The life journey of human beings will, inevitably, face the reality of suffering. There is no avoiding or denying it—suffering happens! Whether we’re young, old, rich, poor, a genius or challenged physically, mentally, or in any other way—before our life runs its full coarse, from birth up to death, somewhere along the journey we will face some kind of suffering. Contrary to the often-wrongheaded belief that God’s faithful will always prosper and the unfaithful will always suffer and not prosper; today’s psalm presents us with the truth that God’s faithful do suffer and do not always prosper.

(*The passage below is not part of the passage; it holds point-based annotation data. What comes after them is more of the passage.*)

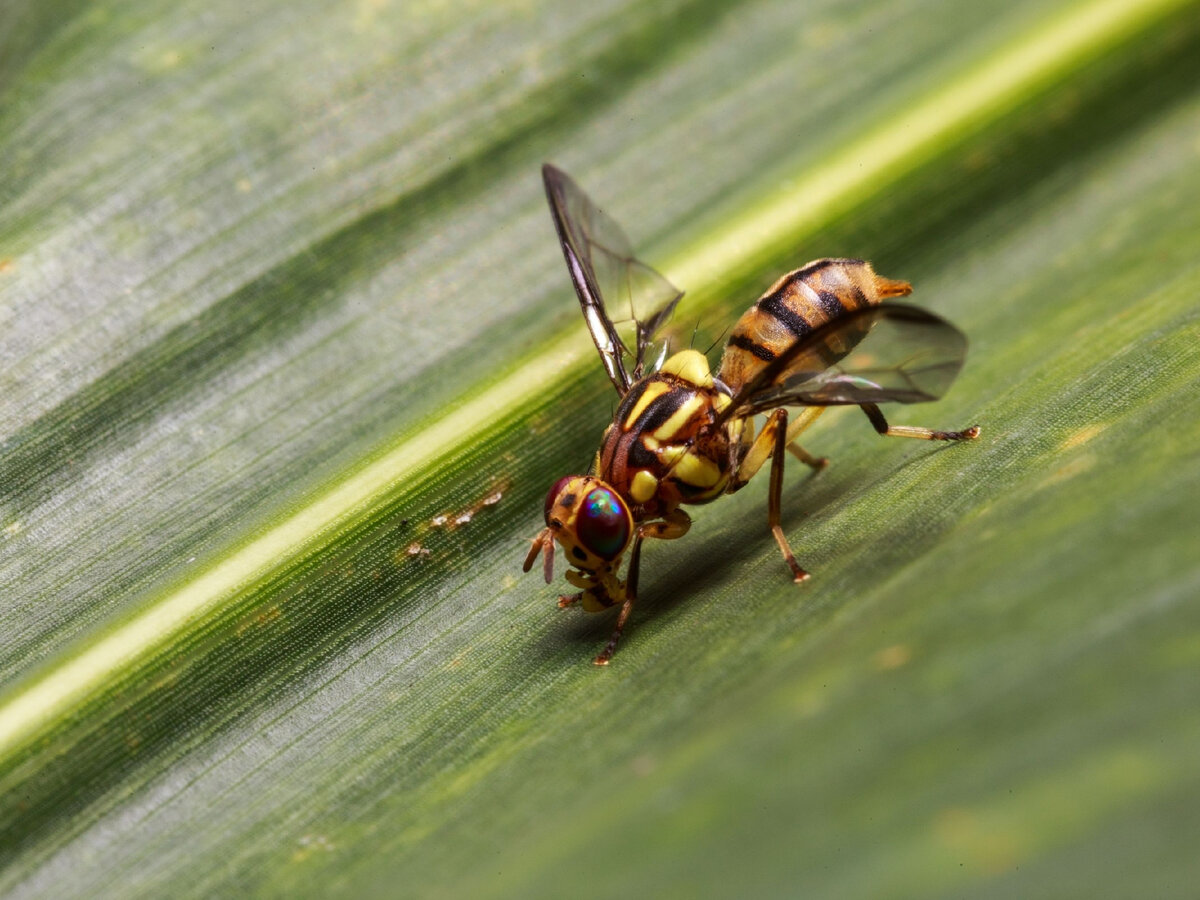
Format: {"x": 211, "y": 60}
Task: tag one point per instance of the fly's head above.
{"x": 589, "y": 520}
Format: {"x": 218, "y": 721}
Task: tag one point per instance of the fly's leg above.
{"x": 771, "y": 444}
{"x": 673, "y": 525}
{"x": 799, "y": 423}
{"x": 910, "y": 431}
{"x": 630, "y": 595}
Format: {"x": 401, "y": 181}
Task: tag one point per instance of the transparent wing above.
{"x": 604, "y": 269}
{"x": 894, "y": 353}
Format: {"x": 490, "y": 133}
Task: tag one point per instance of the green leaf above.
{"x": 282, "y": 307}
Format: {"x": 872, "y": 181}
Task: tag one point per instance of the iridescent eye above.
{"x": 553, "y": 495}
{"x": 603, "y": 526}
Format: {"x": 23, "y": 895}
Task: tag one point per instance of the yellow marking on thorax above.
{"x": 653, "y": 391}
{"x": 687, "y": 467}
{"x": 679, "y": 418}
{"x": 689, "y": 366}
{"x": 643, "y": 486}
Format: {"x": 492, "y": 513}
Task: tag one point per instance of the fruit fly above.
{"x": 684, "y": 435}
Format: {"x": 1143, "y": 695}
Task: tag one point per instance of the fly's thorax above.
{"x": 795, "y": 306}
{"x": 591, "y": 520}
{"x": 661, "y": 449}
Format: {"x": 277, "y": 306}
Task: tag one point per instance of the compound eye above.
{"x": 553, "y": 495}
{"x": 603, "y": 525}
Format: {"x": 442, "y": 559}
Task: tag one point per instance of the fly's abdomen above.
{"x": 795, "y": 306}
{"x": 659, "y": 450}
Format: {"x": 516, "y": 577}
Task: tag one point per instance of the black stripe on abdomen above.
{"x": 774, "y": 306}
{"x": 756, "y": 349}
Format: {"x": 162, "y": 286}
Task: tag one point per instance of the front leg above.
{"x": 911, "y": 431}
{"x": 628, "y": 607}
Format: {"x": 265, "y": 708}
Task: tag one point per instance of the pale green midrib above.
{"x": 983, "y": 93}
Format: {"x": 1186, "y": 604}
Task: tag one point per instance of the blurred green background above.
{"x": 279, "y": 292}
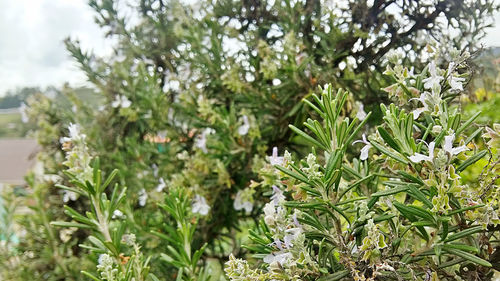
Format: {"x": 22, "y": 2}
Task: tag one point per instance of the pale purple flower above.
{"x": 281, "y": 257}
{"x": 201, "y": 141}
{"x": 74, "y": 134}
{"x": 24, "y": 115}
{"x": 161, "y": 185}
{"x": 243, "y": 129}
{"x": 292, "y": 235}
{"x": 361, "y": 114}
{"x": 200, "y": 205}
{"x": 121, "y": 101}
{"x": 434, "y": 80}
{"x": 417, "y": 157}
{"x": 448, "y": 145}
{"x": 69, "y": 195}
{"x": 455, "y": 82}
{"x": 143, "y": 197}
{"x": 274, "y": 159}
{"x": 117, "y": 214}
{"x": 423, "y": 99}
{"x": 277, "y": 196}
{"x": 365, "y": 149}
{"x": 241, "y": 203}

   In today’s psalm, which is written in the form of a personal lamentation, the psalmist is utterly honest with God. Obviously the psalmist is in a deep pit of suffering, things are not going well at all. In this time of suffering, the psalmist lets fly four related questions, which are addressed to God. In each of these questions, the psalmist opens the flood-gates of a soul afflicted and tried to the limits—sharing with God doubts, fears, depression, anger, deep hurt, pain and sufferings. Each of the four questions begins with the two words, “How long.”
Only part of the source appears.